Créée fin 2009, l'Association des antiquités de Hô Chi Minh-Ville compte
actuellement une soixantaine de collectionneurs de la mégapole du Sud et
d'autres provinces comme An Giang, Tiên Giang, Long An, Dông Nai, Lâm Dông, Bà
Ria-Vung Tàu et Khanh Hoa... Professeurs-Docteurs, chercheurs, agrégés, docteurs
en médecine, ingénieurs, enseignants, entrepreneurs, techniciens, ouvriers et
retraités sont réunis sous la même passion des céramiques antiques.
"Nous avons désormais un superbe trésor de céramiques antiques. En
effet, celui-ci est issu de nombreuses collections personnelles dont les pièces
sont particulièrement variées de style comme d'époque", se félicite Nguyên Van
Quynh, président de l'Association des antiquités de Hô Chi Minh-Ville.
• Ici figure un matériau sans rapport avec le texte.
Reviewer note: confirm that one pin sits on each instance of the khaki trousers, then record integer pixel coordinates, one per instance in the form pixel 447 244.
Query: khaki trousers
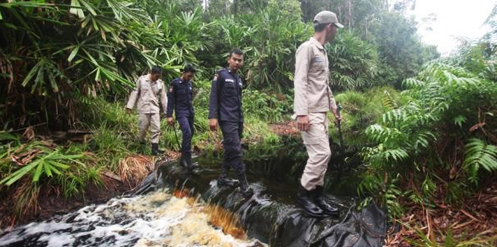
pixel 146 120
pixel 318 149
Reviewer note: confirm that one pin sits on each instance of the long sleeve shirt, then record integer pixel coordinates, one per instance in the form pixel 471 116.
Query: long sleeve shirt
pixel 148 96
pixel 180 99
pixel 226 97
pixel 311 83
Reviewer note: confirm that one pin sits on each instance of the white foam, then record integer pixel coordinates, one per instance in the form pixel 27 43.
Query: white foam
pixel 156 219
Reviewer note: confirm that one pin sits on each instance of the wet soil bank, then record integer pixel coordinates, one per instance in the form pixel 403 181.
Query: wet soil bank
pixel 270 215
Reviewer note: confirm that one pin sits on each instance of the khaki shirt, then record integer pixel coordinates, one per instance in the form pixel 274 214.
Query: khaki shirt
pixel 147 94
pixel 311 83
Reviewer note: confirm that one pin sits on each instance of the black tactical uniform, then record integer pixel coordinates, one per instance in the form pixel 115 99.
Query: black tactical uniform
pixel 181 101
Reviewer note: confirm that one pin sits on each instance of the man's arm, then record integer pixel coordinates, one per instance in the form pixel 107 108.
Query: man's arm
pixel 214 103
pixel 133 96
pixel 300 82
pixel 171 99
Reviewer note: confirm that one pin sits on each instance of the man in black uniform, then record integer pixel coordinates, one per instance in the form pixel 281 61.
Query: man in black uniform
pixel 181 100
pixel 225 108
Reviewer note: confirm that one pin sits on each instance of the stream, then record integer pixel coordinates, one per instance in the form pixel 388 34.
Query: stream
pixel 152 216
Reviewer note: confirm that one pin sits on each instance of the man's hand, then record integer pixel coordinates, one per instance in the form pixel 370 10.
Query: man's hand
pixel 213 124
pixel 170 121
pixel 338 117
pixel 303 123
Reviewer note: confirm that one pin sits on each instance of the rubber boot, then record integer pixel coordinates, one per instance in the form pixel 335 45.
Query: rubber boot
pixel 156 150
pixel 244 189
pixel 321 202
pixel 182 161
pixel 223 179
pixel 189 165
pixel 306 202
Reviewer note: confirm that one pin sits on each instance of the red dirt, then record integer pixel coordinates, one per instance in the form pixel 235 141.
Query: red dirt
pixel 284 128
pixel 478 215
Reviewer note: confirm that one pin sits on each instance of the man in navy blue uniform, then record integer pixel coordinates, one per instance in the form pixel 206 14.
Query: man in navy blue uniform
pixel 225 109
pixel 181 101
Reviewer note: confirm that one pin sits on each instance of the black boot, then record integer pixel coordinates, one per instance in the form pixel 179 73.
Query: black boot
pixel 156 150
pixel 223 179
pixel 182 161
pixel 321 202
pixel 306 202
pixel 189 164
pixel 246 191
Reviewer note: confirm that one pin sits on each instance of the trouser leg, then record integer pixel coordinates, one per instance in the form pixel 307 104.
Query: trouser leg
pixel 318 149
pixel 232 146
pixel 186 129
pixel 143 124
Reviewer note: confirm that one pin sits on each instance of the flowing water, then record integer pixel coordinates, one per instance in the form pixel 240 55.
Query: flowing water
pixel 154 219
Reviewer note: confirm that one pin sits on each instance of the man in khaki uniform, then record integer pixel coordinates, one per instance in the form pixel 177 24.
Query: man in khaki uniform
pixel 149 89
pixel 313 100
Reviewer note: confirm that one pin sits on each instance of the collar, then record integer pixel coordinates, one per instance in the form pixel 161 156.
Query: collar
pixel 231 71
pixel 150 79
pixel 316 43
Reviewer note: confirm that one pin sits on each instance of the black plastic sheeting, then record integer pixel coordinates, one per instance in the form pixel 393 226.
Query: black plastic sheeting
pixel 271 216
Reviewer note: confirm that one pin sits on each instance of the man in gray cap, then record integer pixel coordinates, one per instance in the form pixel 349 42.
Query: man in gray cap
pixel 312 102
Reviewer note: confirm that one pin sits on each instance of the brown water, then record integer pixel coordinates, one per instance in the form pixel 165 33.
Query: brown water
pixel 155 219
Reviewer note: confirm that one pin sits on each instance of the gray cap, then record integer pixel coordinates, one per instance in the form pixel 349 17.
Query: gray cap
pixel 325 17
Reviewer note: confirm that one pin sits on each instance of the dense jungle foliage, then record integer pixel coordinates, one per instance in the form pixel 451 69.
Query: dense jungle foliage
pixel 425 126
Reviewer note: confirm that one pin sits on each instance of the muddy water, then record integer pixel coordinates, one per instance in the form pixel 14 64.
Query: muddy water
pixel 154 219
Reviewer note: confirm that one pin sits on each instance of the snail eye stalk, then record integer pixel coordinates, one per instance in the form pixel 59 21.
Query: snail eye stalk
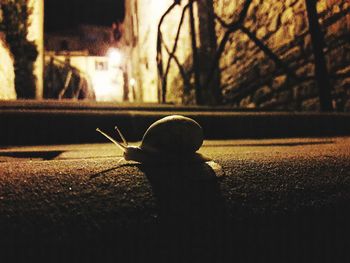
pixel 121 146
pixel 121 136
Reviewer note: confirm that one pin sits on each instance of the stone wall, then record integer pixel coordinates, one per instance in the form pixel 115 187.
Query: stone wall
pixel 250 79
pixel 7 75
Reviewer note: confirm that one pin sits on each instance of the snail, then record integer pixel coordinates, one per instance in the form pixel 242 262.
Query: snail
pixel 172 138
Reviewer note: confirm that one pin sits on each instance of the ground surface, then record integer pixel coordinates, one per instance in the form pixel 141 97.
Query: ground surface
pixel 277 200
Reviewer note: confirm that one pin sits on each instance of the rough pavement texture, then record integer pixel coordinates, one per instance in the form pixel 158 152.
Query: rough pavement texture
pixel 278 200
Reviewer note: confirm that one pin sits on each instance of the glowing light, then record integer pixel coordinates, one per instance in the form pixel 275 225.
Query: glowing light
pixel 132 82
pixel 115 56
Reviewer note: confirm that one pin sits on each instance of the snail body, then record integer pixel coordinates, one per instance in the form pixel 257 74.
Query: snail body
pixel 172 138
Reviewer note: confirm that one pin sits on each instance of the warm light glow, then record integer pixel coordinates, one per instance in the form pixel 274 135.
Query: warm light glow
pixel 132 82
pixel 115 56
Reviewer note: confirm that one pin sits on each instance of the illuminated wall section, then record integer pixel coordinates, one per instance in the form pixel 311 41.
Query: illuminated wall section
pixel 141 23
pixel 36 34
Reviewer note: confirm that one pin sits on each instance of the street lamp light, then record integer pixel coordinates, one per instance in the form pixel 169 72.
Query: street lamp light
pixel 115 56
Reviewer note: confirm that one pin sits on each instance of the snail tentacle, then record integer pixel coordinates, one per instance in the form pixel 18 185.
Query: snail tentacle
pixel 121 146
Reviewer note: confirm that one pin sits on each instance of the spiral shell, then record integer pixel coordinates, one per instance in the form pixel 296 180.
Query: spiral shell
pixel 173 134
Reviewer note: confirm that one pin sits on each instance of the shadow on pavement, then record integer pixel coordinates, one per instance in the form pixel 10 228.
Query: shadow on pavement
pixel 192 211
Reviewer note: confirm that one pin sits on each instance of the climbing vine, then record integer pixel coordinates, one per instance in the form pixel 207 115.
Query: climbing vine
pixel 14 21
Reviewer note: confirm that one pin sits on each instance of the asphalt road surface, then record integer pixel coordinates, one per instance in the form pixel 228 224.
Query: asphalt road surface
pixel 276 200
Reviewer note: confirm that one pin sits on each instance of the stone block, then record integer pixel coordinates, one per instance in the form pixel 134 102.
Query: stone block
pixel 260 94
pixel 274 23
pixel 287 16
pixel 278 81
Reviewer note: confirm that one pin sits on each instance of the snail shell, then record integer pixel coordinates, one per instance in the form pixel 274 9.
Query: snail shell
pixel 172 138
pixel 173 134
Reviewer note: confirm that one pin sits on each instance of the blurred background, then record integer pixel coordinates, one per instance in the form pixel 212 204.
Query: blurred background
pixel 244 54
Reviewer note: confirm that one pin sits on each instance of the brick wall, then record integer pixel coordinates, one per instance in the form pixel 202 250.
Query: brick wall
pixel 250 79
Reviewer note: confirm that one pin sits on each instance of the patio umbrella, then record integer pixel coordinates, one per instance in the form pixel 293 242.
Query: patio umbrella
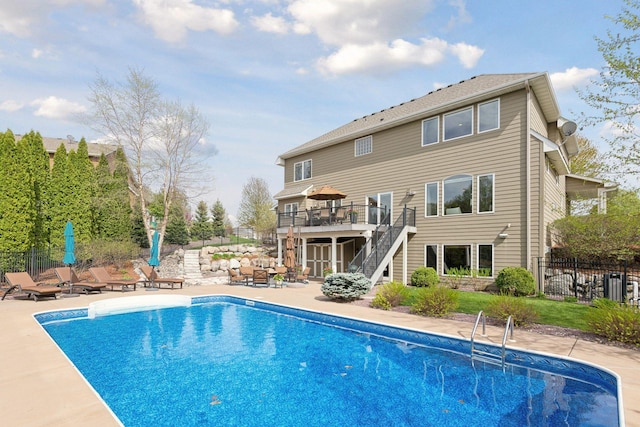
pixel 326 192
pixel 289 255
pixel 69 251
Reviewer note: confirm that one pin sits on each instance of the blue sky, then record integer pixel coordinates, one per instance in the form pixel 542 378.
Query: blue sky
pixel 272 74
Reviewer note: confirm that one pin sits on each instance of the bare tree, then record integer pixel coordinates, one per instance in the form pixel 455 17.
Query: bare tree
pixel 160 138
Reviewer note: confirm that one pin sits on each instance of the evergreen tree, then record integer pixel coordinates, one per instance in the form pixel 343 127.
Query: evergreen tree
pixel 16 198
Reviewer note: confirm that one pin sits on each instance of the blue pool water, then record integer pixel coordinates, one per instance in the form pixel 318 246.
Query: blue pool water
pixel 223 362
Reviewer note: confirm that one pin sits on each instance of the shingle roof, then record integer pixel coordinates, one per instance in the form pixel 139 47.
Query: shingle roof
pixel 446 97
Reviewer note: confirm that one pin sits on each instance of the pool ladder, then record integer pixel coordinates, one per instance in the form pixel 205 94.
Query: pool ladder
pixel 487 355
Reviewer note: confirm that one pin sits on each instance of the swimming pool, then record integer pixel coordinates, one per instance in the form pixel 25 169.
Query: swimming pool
pixel 231 361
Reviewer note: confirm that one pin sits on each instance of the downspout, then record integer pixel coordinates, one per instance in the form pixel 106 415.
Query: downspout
pixel 528 174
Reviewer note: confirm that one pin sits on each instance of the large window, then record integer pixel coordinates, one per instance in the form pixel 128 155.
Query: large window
pixel 457 257
pixel 456 194
pixel 302 170
pixel 431 202
pixel 364 145
pixel 430 131
pixel 431 256
pixel 458 123
pixel 489 115
pixel 485 260
pixel 485 193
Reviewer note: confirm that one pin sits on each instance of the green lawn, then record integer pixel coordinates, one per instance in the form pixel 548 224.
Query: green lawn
pixel 557 313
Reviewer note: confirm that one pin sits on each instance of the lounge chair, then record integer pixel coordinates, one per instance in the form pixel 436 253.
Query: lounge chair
pixel 68 277
pixel 151 277
pixel 21 284
pixel 101 275
pixel 260 277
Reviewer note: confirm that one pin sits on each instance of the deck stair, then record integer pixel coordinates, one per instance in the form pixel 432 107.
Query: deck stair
pixel 486 354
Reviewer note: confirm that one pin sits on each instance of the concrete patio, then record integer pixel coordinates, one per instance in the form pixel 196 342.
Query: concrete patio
pixel 39 386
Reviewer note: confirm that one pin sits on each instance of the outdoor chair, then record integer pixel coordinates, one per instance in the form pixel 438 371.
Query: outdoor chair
pixel 68 277
pixel 151 278
pixel 101 275
pixel 22 285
À collection idéale, rien d'impossible
Cao Duc
Truong est connu des passionnés de céramiques antiques de Hô Chi Minh-Ville
aussi bien pour son trésor que pour sa profonde expertise.
Grand amateur
de thé, il a commencé en 1990 à collectionner des théières.
Il possède
aujourd'hui au moins 6 armoires bondées : une profusion de pièces vietnamiennes
et chinoises, de grandes époques, repêchées en majorité de navires marchands
naufragés dans les eaux maritimes du pays.
"Parmi mes collections, les
céramiques chinoises, repêchées dans des épaves situées dans la zone maritime de
Hon Cau, Binh Thuân et Cà Mau, appartiennent aux dynasties chinoises des Song,
Yuan, Ming et Qing (10e - 18e siècles). Celles qui sont vietnamiennes,
retrouvées dans des navires à Hà Tiên, Phu Quôc et Cu Lao Chàm, datent des
dynasties des Ly, Trân, Lê et Nguyên (11e - 18e siècles)", précise ce fin
collectionneur. Et d'observer que les pièces chinoises se signalent généralement
par une apparence brillante et des couleurs vives, alors que celles vietnamiens
sont claires et gracieuses.
La pièce maîtresse de sa collection est un
brûle-parfum de forme carrée, à l'émail d'un brun noir datant du 17e siècle
originaire du village de céramique de Phu Lang, dans la province de Bac Ninh
(Nord). Sur sa face avant, sont finement sculptées en haut relief les 4 animaux
sacrés : 2 dragons, 2 licornes, 2 phénix et une tortue. Entre les 2 dragons, en
symétrie avec l'ouverture du brûle-parfum, se trouvent 4 caractères chinois
signifiant "Vive l'empereur", lesquels sont complétés comme il se doit de
l'idéogramme "longévité", entre les 2 phénix. Un objet des plus sacrés pour Cao
Duc Truong qui l'a acquis il y a quelques années.
Et depuis le
collectionneur n'a eu qu'une idée en tête, celle de trouver son possible frère
jumeau. Mais "je suis toujours rentré bredouille", dit-il avec le sourire en
montrant sur la table une pile de photographies d'anciens brûle-parfums, prises
dans les nombreux musées du pays qu'il a visités dans cette quête.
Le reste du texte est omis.